Maoye Commercial Co., Ltd. (600828.SS): How It Makes Money
Maoye Commercial Co., Ltd. (600828.SS) is a regional Chinese brick-and-mortar retailer and property manager that generates revenue primarily through retail sales, property leasing and management fees, and ancillary services tied to its shopping centers. The company's modest scale positions it for niche, experience-oriented retailing rather than mass national dominance; it must adapt strategically to compete with larger chains and e-commerce platforms. For its stated purpose and values see: Mission Statement, Vision, & Core Values (2026) of Maoye Commercial Co., Ltd.- Retail operations: department-store style sales across apparel, groceries, household goods and specialty categories in company-operated outlets.
- Property management & leasing: rental income and service fees from managed shopping centers and leased retail spaces.
- Value-added services: marketing, event-hosting, and vendor service fees (promotional placement, pop-up rentals).

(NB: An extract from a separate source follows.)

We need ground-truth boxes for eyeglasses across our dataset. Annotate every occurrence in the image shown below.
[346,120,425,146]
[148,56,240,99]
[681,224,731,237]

- Asset monetization: occasional property sales or joint-venture developments to unlock capital from real estate holdings.
| Metric | Value |
|---|---|
| Market capitalization (Aug 1, 2025) | ≈ $1.02 billion USD |
| Global ranking (market cap) | #8,744 |
| China ranking (market cap) | #2,487 |
| Stock movement (Jul 30-Aug 1, 2025) | +20% cumulative over 3 trading days |
| Revenue CAGR (recent years) | -13.5% annually |
| Industry revenue CAGR (Multiline Retail) | -12.6% annually |
| Net profit (FY 2024) | RMB 37.15 million |
- Position: Regional brick-and-mortar retailer with managed-property control-advantages in customer experience and location-specific synergies, disadvantages in scale and e-commerce integration.
- Profitability: Modest net profit (RMB 37.15M in 2024) amid multi-year revenue contraction (-13.5% pa), indicating operational pressure and need for cost/format transformation.
- Industry context: Multiline Retail peers saw similar declines (-12.6% pa), signaling sector-wide headwinds rather than company-specific decline alone.
- Opportunity: Convert physical assets into experiential retail, increase property-led revenue (events, F&B clusters), and pursue selective digital partnerships to stem revenue losses.
- Risk: Continued revenue erosion and limited scale may compress margins and reduce bargaining power with national suppliers and platforms.